Extranjera en mi propio país. No existe un estado político para ello, pero es definitivamente la forma en que me siento los días en que comparto con la familia Al Hamidi. Una extranjera, en todo caso, que con el tiempo cambió la visa de turista por una de residencia, ya que todo aquello que durante los primeros días me pareció llamativo, anecdótico y hasta caricaturesco (entendiéndose, por favor, en el sentido de la caricatura que en occidente tenemos respecto de la cultura árabe), hoy no es más que parte de una rutina acoplada a mi vida que se manifiesta como un espacio de medio oriente que estoy invitada a compartir todas las semanas.
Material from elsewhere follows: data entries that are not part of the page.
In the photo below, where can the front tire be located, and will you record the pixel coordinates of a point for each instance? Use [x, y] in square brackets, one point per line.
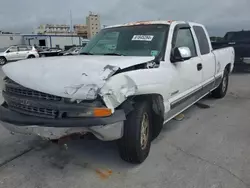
[3, 61]
[221, 90]
[31, 56]
[135, 144]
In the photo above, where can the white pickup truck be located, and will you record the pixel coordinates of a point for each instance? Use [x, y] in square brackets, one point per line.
[128, 82]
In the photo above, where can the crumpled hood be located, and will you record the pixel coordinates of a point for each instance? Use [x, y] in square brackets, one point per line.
[78, 77]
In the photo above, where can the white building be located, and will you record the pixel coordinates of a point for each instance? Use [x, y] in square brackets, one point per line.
[41, 40]
[55, 29]
[7, 40]
[93, 24]
[52, 41]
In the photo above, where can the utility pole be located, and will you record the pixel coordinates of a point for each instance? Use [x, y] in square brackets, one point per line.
[71, 27]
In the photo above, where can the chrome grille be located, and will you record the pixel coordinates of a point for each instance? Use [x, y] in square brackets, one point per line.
[35, 111]
[16, 89]
[31, 93]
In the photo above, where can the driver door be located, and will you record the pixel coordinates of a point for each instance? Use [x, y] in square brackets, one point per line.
[187, 84]
[12, 53]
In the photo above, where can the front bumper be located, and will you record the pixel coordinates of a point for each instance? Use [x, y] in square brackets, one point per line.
[105, 128]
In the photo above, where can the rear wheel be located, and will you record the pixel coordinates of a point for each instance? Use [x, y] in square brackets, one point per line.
[135, 144]
[3, 61]
[221, 90]
[31, 56]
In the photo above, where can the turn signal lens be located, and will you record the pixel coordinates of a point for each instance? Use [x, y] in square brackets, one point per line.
[102, 112]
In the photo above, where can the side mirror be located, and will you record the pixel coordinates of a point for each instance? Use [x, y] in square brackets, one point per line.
[181, 54]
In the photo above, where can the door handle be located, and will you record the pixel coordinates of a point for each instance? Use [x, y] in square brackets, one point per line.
[199, 66]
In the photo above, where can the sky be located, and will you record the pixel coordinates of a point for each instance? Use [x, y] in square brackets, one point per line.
[218, 16]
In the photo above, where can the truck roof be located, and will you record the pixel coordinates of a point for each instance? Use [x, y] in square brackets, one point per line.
[165, 22]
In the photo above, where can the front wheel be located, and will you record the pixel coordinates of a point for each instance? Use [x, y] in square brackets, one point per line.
[135, 144]
[221, 90]
[3, 61]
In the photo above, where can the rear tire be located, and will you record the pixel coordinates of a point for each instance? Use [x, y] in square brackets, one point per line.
[135, 144]
[221, 90]
[3, 61]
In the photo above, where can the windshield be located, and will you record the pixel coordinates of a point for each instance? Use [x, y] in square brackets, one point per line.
[3, 49]
[140, 40]
[237, 36]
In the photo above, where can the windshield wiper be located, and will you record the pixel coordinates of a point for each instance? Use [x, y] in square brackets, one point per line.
[116, 54]
[86, 53]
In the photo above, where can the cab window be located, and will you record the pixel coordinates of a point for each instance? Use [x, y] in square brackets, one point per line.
[184, 38]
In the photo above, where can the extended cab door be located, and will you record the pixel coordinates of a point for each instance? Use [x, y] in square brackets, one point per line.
[23, 52]
[189, 71]
[207, 57]
[12, 53]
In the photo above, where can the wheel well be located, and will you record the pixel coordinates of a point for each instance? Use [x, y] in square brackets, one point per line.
[31, 55]
[156, 102]
[228, 67]
[3, 57]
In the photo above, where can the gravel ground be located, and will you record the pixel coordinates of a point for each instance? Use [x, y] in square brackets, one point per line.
[209, 148]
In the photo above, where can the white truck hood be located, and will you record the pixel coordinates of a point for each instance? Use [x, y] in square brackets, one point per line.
[76, 77]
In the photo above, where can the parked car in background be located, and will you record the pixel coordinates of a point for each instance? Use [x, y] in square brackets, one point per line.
[18, 52]
[126, 83]
[50, 52]
[240, 40]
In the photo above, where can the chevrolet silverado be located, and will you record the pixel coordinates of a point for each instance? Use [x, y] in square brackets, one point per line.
[126, 83]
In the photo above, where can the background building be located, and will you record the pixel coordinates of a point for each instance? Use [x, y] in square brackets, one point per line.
[93, 24]
[56, 29]
[81, 30]
[88, 30]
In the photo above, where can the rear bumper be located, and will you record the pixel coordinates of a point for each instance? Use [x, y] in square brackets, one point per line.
[241, 66]
[106, 129]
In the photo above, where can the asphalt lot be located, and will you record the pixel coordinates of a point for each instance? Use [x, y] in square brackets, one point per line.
[208, 149]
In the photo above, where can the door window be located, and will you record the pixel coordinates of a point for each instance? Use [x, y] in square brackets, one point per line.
[13, 49]
[202, 40]
[184, 38]
[23, 48]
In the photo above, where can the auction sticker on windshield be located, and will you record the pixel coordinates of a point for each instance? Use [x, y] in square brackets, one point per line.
[143, 37]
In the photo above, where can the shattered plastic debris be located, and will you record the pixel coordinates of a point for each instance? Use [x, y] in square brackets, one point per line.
[202, 105]
[103, 174]
[179, 117]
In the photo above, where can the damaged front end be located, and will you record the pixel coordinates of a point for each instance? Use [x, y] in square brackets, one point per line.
[29, 111]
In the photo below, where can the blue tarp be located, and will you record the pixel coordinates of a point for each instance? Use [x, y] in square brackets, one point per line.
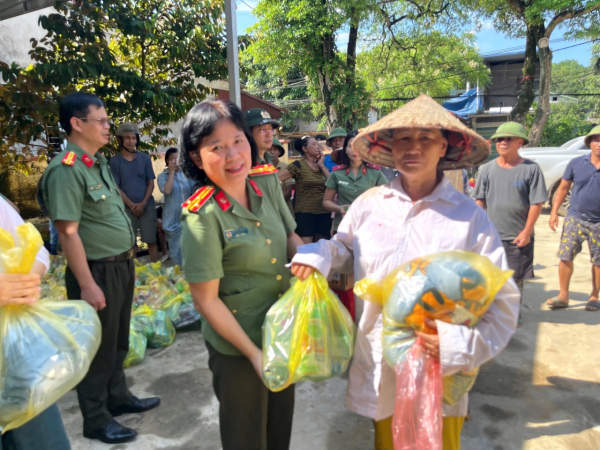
[465, 104]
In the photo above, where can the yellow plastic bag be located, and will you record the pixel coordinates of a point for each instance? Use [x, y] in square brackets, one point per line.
[46, 347]
[456, 287]
[308, 335]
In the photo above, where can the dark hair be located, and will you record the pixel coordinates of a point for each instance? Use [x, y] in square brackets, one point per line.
[169, 153]
[344, 159]
[302, 142]
[76, 104]
[199, 123]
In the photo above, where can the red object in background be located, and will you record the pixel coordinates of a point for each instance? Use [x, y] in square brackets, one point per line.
[347, 299]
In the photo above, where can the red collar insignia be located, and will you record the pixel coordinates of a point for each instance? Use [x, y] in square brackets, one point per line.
[69, 158]
[255, 186]
[265, 169]
[87, 160]
[200, 197]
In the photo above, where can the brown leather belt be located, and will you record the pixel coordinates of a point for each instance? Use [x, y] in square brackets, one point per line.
[129, 254]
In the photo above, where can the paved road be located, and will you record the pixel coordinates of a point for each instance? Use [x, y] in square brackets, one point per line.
[541, 393]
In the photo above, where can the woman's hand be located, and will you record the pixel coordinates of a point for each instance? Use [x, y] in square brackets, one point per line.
[19, 288]
[430, 342]
[302, 271]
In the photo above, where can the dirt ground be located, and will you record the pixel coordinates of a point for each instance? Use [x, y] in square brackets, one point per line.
[541, 393]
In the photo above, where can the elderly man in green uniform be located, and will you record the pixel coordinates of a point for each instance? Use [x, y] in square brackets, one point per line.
[335, 140]
[85, 204]
[262, 126]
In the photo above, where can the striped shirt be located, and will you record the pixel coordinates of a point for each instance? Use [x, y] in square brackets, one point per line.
[310, 188]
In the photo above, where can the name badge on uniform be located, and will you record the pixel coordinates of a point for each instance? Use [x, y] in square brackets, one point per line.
[242, 231]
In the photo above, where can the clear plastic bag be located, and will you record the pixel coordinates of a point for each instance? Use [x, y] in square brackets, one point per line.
[307, 335]
[46, 348]
[417, 421]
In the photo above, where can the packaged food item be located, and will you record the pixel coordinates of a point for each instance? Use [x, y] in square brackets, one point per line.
[307, 335]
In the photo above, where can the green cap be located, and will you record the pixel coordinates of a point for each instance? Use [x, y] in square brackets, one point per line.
[511, 129]
[336, 132]
[594, 132]
[278, 144]
[258, 116]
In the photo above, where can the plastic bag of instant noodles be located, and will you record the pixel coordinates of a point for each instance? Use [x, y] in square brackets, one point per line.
[307, 335]
[456, 287]
[46, 347]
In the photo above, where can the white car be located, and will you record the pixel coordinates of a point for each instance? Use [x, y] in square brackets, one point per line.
[553, 162]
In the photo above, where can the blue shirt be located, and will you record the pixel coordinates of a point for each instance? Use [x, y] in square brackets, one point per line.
[182, 189]
[132, 176]
[585, 197]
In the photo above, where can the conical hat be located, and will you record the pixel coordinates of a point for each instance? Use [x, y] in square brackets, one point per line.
[465, 147]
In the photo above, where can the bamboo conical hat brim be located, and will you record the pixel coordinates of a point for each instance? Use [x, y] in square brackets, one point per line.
[465, 147]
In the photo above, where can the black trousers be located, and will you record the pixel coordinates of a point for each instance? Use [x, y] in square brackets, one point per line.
[104, 386]
[250, 416]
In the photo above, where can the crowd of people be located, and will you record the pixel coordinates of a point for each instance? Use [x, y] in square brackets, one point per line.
[252, 214]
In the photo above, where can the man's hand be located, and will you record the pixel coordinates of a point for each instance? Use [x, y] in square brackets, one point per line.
[94, 296]
[430, 342]
[553, 221]
[19, 288]
[301, 271]
[522, 239]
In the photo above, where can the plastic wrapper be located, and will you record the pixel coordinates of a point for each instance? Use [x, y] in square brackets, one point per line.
[46, 347]
[418, 406]
[155, 325]
[307, 335]
[180, 309]
[137, 346]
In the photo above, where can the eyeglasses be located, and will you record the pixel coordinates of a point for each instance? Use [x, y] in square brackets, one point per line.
[103, 122]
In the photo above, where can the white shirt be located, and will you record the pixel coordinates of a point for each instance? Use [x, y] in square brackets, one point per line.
[383, 229]
[10, 220]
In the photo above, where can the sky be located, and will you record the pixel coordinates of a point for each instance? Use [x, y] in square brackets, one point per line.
[488, 39]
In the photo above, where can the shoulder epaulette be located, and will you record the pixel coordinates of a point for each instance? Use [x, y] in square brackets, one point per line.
[198, 199]
[69, 158]
[265, 169]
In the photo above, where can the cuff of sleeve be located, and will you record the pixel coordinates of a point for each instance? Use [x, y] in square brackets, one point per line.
[309, 255]
[453, 347]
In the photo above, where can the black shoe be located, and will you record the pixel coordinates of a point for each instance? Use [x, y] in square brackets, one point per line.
[136, 405]
[113, 433]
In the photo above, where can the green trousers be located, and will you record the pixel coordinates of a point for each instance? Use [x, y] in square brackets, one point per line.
[104, 386]
[250, 416]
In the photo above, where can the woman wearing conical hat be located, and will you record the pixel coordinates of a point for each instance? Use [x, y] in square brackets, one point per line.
[417, 214]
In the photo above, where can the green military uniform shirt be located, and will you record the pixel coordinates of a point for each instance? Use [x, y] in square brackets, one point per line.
[80, 188]
[245, 249]
[349, 187]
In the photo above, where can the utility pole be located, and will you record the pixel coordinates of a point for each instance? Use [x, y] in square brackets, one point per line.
[233, 62]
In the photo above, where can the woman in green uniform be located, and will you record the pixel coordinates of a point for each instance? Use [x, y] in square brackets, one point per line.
[310, 174]
[349, 180]
[237, 236]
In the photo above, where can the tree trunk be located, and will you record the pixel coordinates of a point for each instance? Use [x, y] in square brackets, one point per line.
[351, 60]
[527, 94]
[543, 110]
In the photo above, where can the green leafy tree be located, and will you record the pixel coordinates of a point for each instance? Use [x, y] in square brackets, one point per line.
[143, 57]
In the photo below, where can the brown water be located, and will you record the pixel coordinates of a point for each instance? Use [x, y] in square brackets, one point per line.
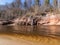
[30, 35]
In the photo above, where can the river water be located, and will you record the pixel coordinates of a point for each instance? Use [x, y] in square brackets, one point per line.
[30, 35]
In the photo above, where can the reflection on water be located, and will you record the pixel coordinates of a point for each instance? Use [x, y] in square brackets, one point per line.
[37, 35]
[32, 30]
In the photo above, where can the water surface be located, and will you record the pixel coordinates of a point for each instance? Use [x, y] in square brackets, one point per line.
[30, 35]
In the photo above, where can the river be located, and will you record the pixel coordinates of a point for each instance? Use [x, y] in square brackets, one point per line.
[30, 35]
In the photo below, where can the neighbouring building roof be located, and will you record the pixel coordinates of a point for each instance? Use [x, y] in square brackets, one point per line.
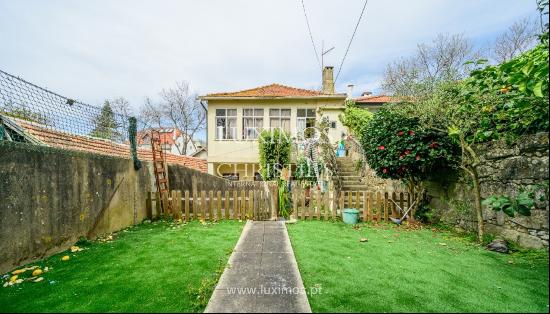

El objetivo del programa, al menos formal, es claro y directo ‘acompañar y apoyar a los refugiados palestinos en su proceso de aprendizaje del español’. Ese mismo objetivo en una sala de clases, con más personas, con una pizarra y un horario determinado, en definitiva en un espacio neutro, podría transformar este mismo texto en ante todo el relato de una experiencia técnica de enseñanza, de observación de fortalezas y dificultades en el aprendizaje del idioma, en fin, en la descripción de un ‘trabajo’. Sin embargo, es en el quebrantamiento de esa neutralidad, en el entrar directamente a sus casas y a sus vidas, que esta experiencia de voluntariado se transforma, dejando de ser un ‘trabajo’ y pasando este texto a ser, por tanto, el relato de una relación.
De este modo, con la legítima excusa del apoyo en el aprendizaje del español, entro todas las semanas a esa casa a dar vida, como todos los voluntarios de la Vicaría, al lema que mueve el programa: Chile país de acogida. Así la tarde pasa entre la actualización de cómo estuvo la semana, la revisión de las tareas, la eventual lectura de un libro, y la siempre recurrente conversación –aún en un español rudimentario- sobre fe, religión, costumbres y visión de mundo, con una profundidad con la que en escasas ocasiones podemos tener incluso con nuestro grupo de amigos más cercano.
Extranjera soy yo entonces dentro de una casa ubicada en un país donde ellos son propiamente los extranjeros, y es así, en esa ajenidad que ambos reconocemos, que se produce el encuentro y que en este se abren las posibilidades de un diálogo infinito, que permite no sólo dar vida al lema del programa, sino –y principalmente- vivificar el mandato de Cristo ‘Fui forastero y ustedes me recibieron en su casa’ (Mt. 25, 35).